Ärzte Zeitung, 26.07.2006

Was war im Urin, als der Harnstein entstand?

Software macht nachträgliche Harnanalysen möglich / Forscher für die Programm-Entwicklung ausgezeichnet

BONN (eb). Eine neue, softwaregestützte Technik macht es möglich, bei Patienten mit Harnsteinen nachträglich abzuschätzen, wie der Urin vor Beginn der Kristallisation zusammengesetzt war. Damit wollen Kollegen des Uniklinikums in Bonn der Ursache rezidivierender Harnsteine besser auf die Spur kommen.

Dr. Norbert Laube mit Röntgenbild und der Harnstein-Software. Fotos (2): Urologische Klinik Bonn

"Bei Patienten, die häufig unter Harnsteinen leiden und auf eine Therapie nicht ansprechen, erlaubt dieses Vorgehen möglicherweise Rückschlüsse auf die Ursachen", sagt Dr. Norbert Laube von der Klinik und Poliklinik für Urologie.

Das Problem ist bekannt: Viele Patienten sind wegen rezidivierender Harnsteine Dauergäste auf urologischen Stationen. Und immer wieder bleibt unklar, was die Harnsteinbildung eigentlich ausgelöst hat. Ein Grund ist, daß Urin-Untersuchungen nicht immer aussagekräftig sind. Wenn ein Stein erst einmal wächst, verändert er unter Umständen die Zusammensetzung des Harns deutlich.

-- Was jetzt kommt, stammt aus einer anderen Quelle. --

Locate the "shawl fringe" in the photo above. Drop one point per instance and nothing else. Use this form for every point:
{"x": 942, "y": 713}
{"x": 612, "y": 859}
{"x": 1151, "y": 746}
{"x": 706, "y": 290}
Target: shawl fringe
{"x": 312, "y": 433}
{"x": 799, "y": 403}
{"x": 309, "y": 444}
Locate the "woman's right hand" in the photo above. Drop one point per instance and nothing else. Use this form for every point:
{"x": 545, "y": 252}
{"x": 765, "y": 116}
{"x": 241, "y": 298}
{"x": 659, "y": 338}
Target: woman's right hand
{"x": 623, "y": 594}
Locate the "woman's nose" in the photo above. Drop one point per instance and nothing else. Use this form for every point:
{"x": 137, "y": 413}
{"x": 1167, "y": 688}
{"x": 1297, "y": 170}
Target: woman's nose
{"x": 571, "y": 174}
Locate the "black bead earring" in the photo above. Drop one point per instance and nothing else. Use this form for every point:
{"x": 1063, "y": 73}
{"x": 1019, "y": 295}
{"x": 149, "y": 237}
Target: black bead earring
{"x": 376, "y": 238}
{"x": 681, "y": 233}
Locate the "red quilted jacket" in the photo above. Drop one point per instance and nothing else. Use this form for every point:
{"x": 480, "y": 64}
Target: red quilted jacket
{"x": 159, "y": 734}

Röntgenaufnahme eines Patienten mit extremer Steinbildung in beiden Nieren. Beide Nierenhohlräume sind fast vollständig ausgefüllt.

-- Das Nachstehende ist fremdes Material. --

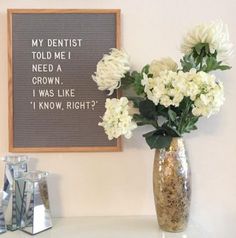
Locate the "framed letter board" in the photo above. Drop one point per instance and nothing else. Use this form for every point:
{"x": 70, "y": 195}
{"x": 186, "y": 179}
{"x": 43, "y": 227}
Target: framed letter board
{"x": 54, "y": 105}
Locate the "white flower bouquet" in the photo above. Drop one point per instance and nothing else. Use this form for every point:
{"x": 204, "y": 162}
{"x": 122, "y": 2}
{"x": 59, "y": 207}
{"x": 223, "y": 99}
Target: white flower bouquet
{"x": 169, "y": 97}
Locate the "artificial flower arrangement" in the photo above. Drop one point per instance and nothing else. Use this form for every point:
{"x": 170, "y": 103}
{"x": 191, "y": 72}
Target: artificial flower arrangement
{"x": 169, "y": 97}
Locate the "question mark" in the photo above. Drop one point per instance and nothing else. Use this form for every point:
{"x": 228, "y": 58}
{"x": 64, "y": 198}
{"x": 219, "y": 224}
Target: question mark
{"x": 93, "y": 103}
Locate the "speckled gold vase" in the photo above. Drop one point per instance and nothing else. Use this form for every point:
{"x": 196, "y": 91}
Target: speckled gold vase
{"x": 172, "y": 186}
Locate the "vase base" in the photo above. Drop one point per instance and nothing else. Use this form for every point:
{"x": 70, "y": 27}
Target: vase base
{"x": 172, "y": 229}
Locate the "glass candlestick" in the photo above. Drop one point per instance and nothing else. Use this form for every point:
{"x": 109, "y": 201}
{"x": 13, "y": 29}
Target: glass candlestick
{"x": 35, "y": 212}
{"x": 15, "y": 166}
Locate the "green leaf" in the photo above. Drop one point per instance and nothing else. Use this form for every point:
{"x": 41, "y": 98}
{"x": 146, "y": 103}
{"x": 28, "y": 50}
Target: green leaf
{"x": 141, "y": 120}
{"x": 224, "y": 67}
{"x": 148, "y": 109}
{"x": 158, "y": 141}
{"x": 127, "y": 80}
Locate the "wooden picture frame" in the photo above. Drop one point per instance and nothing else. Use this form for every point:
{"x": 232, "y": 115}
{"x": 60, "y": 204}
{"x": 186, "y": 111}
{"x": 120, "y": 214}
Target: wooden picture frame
{"x": 12, "y": 88}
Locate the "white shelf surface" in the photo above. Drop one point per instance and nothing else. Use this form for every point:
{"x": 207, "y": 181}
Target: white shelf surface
{"x": 109, "y": 227}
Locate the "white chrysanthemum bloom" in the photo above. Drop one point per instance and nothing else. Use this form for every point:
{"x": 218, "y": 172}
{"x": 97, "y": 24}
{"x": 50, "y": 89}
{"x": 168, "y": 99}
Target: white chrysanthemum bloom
{"x": 210, "y": 98}
{"x": 117, "y": 119}
{"x": 157, "y": 66}
{"x": 216, "y": 34}
{"x": 111, "y": 69}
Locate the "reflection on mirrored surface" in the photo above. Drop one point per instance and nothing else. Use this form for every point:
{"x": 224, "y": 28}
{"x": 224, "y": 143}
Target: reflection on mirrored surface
{"x": 35, "y": 210}
{"x": 2, "y": 218}
{"x": 15, "y": 166}
{"x": 174, "y": 235}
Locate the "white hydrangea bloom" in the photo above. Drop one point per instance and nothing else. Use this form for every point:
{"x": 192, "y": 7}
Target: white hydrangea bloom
{"x": 164, "y": 89}
{"x": 110, "y": 69}
{"x": 216, "y": 34}
{"x": 170, "y": 88}
{"x": 117, "y": 119}
{"x": 211, "y": 97}
{"x": 157, "y": 66}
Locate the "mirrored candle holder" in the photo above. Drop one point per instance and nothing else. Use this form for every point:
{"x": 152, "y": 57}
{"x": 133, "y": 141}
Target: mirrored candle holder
{"x": 35, "y": 210}
{"x": 15, "y": 166}
{"x": 2, "y": 217}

Forscher der Universität Bonn haben ein Computerprogramm entwickelt, das aus Wachstumsrate und Art des Steins die Zusammensetzung des Urins vor Beginn der Kristallisation berechnet, hat jetzt die Universität Bonn mitgeteilt. Die Forscher wurden dafür mit dem mit 2500 Euro dotierten "Paul-Mellin-Preis 2006" der Nordrhein-Westfälischen Gesellschaft für Urologie ausgezeichnet.

Harnsteine bilden sich bekanntlich, wenn bestimmte Mineralsalze im Urin so hoch konzentriert sind, daß sie auskristallisieren. Immer mehr Material lagert sich an den Kristallisationskeim an. Dabei sind die Ursachen der Steinbildung vielfältig. Die meisten Betroffenen haben eine genetische Veranlagung, Auslöser für die Harnsteinbildung ist dann oft eine unangepaßte Ernährung. So können Lebensmittel, die viel Oxalsäure enthalten - etwa Spinat - die Steinbildung fördern.

Im Urin kann sich die Säure dann mit Kalzium zu unlöslichem Kalziumoxalat verbinden, das sich am wachsenden Stein ablagert. "In diesem Moment verschwindet das Oxalat aber leider aus dem Harn und läßt sich nicht mehr nachweisen", so Laube. "Der Übeltäter ist gewissermaßen im Stein fixiert. Daher läßt sich das Urinbild mitunter nicht mit der Steingeschichte in Deckung bringen: Nach den gemessenen Werte dürfte der Patient oft gar keinen Stein haben."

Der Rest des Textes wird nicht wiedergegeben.